Considering the Patient Journey
When designing a facility that fully supports your patients and their care, it helps to look at and listen to your patients very closely. The entire treatment timeline should be viewed with a flexible lens to find ways to better strike a balance between safety, healing and a patient’s sense of dignity.
Specifically, it is helpful to evaluate patient admissions, daily activities, routines, personal care and discharge processes. Based on the data you collect here, designs can evolve to enhance behavioral treatment programs.
In-Demand Design Elements
Architecturally, your materials should be chosen for their warmth and inviting qualities, and this would provide patients with a greater sense of serenity. Ultimately, the creative use of architectural elements will also help to present a non-institutional aesthetic.
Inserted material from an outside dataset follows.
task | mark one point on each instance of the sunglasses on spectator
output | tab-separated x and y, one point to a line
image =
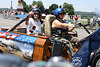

Outdoor amenities are also very important. These include pavilions, walking paths, covered tables and chairs and much more. Outdoor features like these encourage time spent in the fresh air and give patients ways to engage with nature.
Creating an Environment for Elevated Care
By improving a behavioral health patient’s well-being through a more supportive environment, it is possible for their treatment to improve, resulting in a reduced length of stay and improved success rates. There is a clear increase in new research findings linking the environment of care and a behavioral health treatment’s success or failure.
Armed with new data and our dedication to advancing the healthcare design, we hope to see behavioral health patients continue to be treated with increasing amounts of dignity and care throughout the healing process.